‘Alaskan Bush People’: Percent Chance, Time Frame That Ami Brown Could Expect Lung Cancer To Return Revealed

Alaskan Bush People matriarch Ami Brown may have “beaten” cancer, but she reportedly has a higher risk of her lung cancer returning than “someone who doesn’t have cancer.” Last week, the Hollywood Gossip shared the chances of Ami Brown having another recurrence of lung cancer. Speculation about the likelihood of Ami Brown having a second lung cancer diagnosis comes amid a recent reveal in an exclusive interview that her cancer had disappeared.

The Inquisitr previously shared that Ami Brown had opened up about her late-stage lung cancer diagnosis and treatment in a recent interview. According to the Alaskan Bush People star, scans from last month showed that she no longer had cancer cells in her lungs. This latest update on the health of Ami Brown came as a shock to fans since her lung cancer had reportedly also spread to other parts of her body, including “her chest and back,” as noted by People Magazine.

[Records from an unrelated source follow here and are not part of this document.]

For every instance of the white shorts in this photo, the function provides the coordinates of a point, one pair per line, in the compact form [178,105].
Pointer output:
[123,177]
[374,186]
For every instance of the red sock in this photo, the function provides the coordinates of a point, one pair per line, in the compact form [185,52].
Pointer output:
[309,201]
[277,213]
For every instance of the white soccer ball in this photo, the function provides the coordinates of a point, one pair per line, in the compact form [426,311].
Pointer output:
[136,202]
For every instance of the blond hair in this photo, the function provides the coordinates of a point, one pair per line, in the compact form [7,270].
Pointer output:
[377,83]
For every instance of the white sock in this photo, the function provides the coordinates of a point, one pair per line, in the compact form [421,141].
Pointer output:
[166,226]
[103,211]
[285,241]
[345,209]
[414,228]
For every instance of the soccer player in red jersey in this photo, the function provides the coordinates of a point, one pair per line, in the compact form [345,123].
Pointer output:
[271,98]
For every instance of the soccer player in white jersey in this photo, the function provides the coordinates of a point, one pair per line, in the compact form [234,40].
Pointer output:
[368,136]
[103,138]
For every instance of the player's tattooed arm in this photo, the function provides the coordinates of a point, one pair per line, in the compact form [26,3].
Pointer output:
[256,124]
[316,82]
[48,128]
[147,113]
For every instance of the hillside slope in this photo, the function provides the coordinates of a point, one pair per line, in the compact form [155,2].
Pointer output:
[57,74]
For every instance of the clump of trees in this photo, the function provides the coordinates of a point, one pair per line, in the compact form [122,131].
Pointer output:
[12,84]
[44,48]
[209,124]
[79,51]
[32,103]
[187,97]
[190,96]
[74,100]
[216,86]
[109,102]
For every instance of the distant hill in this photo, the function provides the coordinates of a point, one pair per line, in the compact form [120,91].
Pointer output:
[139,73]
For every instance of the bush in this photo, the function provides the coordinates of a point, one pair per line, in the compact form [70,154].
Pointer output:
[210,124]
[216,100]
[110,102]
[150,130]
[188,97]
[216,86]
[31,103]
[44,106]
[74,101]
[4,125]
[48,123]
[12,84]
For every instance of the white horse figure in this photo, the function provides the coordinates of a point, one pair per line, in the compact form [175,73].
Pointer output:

A comment on a recent Hollywood Gossip article, from someone who apparently has experience dealing with the disease, claims that Ami Brown couldn’t have had stage 4 lung cancer. Skeptical viewers of Alaskan Bush People often wonder if Ami Brown’s dire lung cancer prognosis was just a ploy to earn the show ratings. Ami Brown was originally given just a small percent chance of outliving her grim cancer diagnosis, which leads fans to ask how she can now be considered free of cancer after just a few months of radiation and chemotherapy.


Ami Brown is now said to be in remission, however, not known is whether her lung cancer is in partial or complete remission. Alaskan Bush People fans can only assume that Ami’s lung cancer is in complete remission, especially since “all signs of her cancer” have reportedly just disappeared. However, Ami Brown did admit that she has to go in every three months for a new cancer scan to make sure her cancer has not returned, which means that she is probably in complete remission, according to an article published on the National Cancer Insititute website.

“Cure means that there are no traces of your cancer after treatment and the cancer will never come back.

“In a complete remission, all signs and symptoms of cancer have disappeared.”

Since Ami Brown is obviously not cured of lung cancer, the Hollywood Gossip wrote last week that she now has a higher percent chance of having her cancer return than someone who has never had cancer. According to the publication, Ami Brown has a 40 percent higher chance of her lung cancer recurring and could face a recurrence in just a few months or up to a few years, adding that cancer is usually “worse the second time around.” An article on the health and wellness website Verywell states that having a recurrence of lung cancer is “far too common.”

“Most lung cancers that recur do so in the first five years following diagnosis.”


The American Cancer Society reports that females in the United States have about a 5.95 percent chance, or one in 17, of initially developing lung cancer over a lifetime, with only a 4.73 percent risk, or one in 21, of ever dying from lung cancer. The chances of Ami Brown’s lung cancer returning is reportedly 40 percent higher than the initial risk percentage.

Of course, fans of Alaskan Bush People who have been following updates on Ami Brown’s ongoing battle with late-stage lung cancer are still, understandably, somewhat skeptical about how she was able to become free of metastasized cancer “so fast.” Ami Brown’s initial cancer treatment at the UCLA Medical Center in Los Angeles was said to be “intense” for weeks, according to PopCulture, and Ami Brown did have a lot of fans from around the world praying for her complete healing. WebMD actually tries to answer the question about whether prayer has the “power to heal.”

Studies reportedly suggest that prayer does have health benefits, including “a relaxation response that quells stress, quiets the body, and promotes healing.”

If Ami Brown remains in complete remission for at least five years, she may then be considered cured of lung cancer, according to the National Cancer Institute.